In a recent YouTube video, Excel expert Mynda Treacy (MyOnlineTrainingHub) [MVP] argues that many users should move beyond classic lookup formulas and adopt a different approach for larger, more complex datasets. She shows why relying on VLOOKUP or even XLOOKUP can become inefficient as spreadsheets grow, and instead recommends using a data model-based workflow. Consequently, her presentation emphasizes performance, reduced duplication, and cleaner formulas. Moreover, the video provides a practical demonstration of how the alternative changes daily data work.
Treacy begins by reproducing common lookup scenarios that many analysts face, and then compares the behavior of lookup formulas to a model-based approach. She highlights how lookup formulas often replicate columns across sheets, which may appear convenient but increases file size and slows recalculation. Next, she constructs the same report using a Power Pivot data model and DAX measures to show the contrast in speed and maintenance. As a result, viewers can see both the immediate performance gains and the long-term organizational benefits.
First, lookup formulas like VLOOKUP and related combinations duplicate data by design because they pull values into each workbook or sheet that needs them. Therefore, large workbooks with many lookup formulas often suffer from longer calculation times and more frequent file corruption risks. Second, lookups create fragile formulas because they rely on positional ranges or on multiple nested functions that are easy to break during sheet restructuring. Consequently, teams that share files across different Excel versions can encounter inconsistent behavior and unexpected errors.
Moreover, even modern functions such as XLOOKUP improve flexibility but do not remove this underlying duplication issue when used inside many rows or across several reports. While XLOOKUP solves left-right limitations and adds built-in error handling, it still executes row-by-row and can multiply processing work in large models. Thus, performance and maintainability remain central concerns for heavy users and shared models. In turn, these factors motivate the search for a more scalable alternative.
The video promotes using Power Pivot to load tables into a central data model and then applying DAX measures to compute results dynamically without duplicating source rows. This approach stores each table only once and uses relationships to join them, which reduces file bloat and speeds up calculations. Additionally, DAX measures evaluate in context and return aggregated results on demand, so reports remain responsive even as data volumes grow. As a result, the model-based workflow often yields both faster refreshes and simpler report logic.
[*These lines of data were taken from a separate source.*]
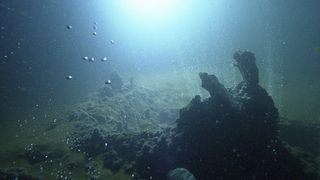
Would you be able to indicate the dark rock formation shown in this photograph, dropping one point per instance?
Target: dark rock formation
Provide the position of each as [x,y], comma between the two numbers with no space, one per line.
[16,173]
[116,81]
[233,134]
[40,153]
[180,174]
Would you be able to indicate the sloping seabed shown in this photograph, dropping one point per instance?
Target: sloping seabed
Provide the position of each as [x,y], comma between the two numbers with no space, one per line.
[125,131]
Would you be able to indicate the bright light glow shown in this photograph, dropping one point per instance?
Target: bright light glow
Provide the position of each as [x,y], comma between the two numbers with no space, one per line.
[151,7]
[152,11]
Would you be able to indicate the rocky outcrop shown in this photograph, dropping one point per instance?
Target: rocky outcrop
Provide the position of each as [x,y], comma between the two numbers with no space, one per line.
[233,134]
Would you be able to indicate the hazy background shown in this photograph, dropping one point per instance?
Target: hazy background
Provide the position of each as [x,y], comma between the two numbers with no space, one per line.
[167,46]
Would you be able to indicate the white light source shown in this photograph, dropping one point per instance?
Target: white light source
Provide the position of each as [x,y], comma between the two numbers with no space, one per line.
[153,11]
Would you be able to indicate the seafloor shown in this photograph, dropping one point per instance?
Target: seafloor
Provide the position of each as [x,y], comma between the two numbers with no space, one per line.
[126,131]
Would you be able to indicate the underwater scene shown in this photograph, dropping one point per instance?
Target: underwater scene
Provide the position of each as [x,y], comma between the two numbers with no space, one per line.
[159,89]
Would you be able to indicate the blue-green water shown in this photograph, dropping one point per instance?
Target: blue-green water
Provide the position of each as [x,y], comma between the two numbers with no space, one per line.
[161,50]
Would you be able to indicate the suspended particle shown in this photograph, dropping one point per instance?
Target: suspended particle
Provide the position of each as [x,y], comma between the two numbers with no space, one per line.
[91,59]
[69,77]
[104,59]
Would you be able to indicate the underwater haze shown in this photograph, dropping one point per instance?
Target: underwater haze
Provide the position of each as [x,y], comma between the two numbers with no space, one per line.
[93,89]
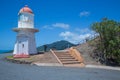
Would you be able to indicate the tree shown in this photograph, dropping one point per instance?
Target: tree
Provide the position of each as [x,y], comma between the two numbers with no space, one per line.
[109,39]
Importantly, Treacy shows that calculated measures avoid repeated cell-level formulas and centralize business logic in one place, improving consistency across reports. Meanwhile, a well-designed data model also supports multiple report views without copying or transforming the original tables repeatedly. Therefore, teams can deploy the same authoritative dataset for different stakeholders while maintaining a single source of truth. This structure encourages better governance and easier auditing of calculations.
However, adopting Power Pivot and DAX is not without tradeoffs: the learning curve can be steep for users accustomed to formula-based spreadsheets. While the video simplifies concepts, mastering DAX requires time and practice, and some formulas behave differently than traditional Excel functions. Additionally, compatibility issues arise because not all recipients may have a version of Excel that supports the data model or modern features. Consequently, teams must plan transition paths and training to ensure broad adoption.
Furthermore, model-based solutions add governance and design responsibilities that some small teams may find onerous at first. For example, defining keys, designing relationships, and testing measures demands planning and discipline. Nonetheless, the long-term benefits in performance and clarity often outweigh these initial costs for organizations that handle frequent or large-scale reporting. In contrast, quick one-off lookups still serve as an efficient choice for simple, short-lived tasks.
Practically speaking, Treacy’s video recommends a balanced approach: use simple lookups for quick, ad-hoc tasks, and adopt a data model when reports scale or need consistent governance. Therefore, teams should evaluate file size, refresh time, and collaboration needs before choosing a strategy. Meanwhile, incremental adoption—starting with a few tables in the model—can reduce risk and help users build DAX skills gradually. As a result, organizations can combine the immediacy of formulas with the robustness of a model-based architecture.
Finally, the video encourages documenting model design and standardizing naming conventions to ease handoffs between team members. Consequently, this practice reduces confusion and makes maintenance more predictable over time. In short, Treacy frames the shift as a strategic investment: although it requires effort up front, it pays off with faster, cleaner, and more reliable reporting for teams that handle growing data volumes. Therefore, viewers are left with a clear case for reconsidering how they build Excel reports.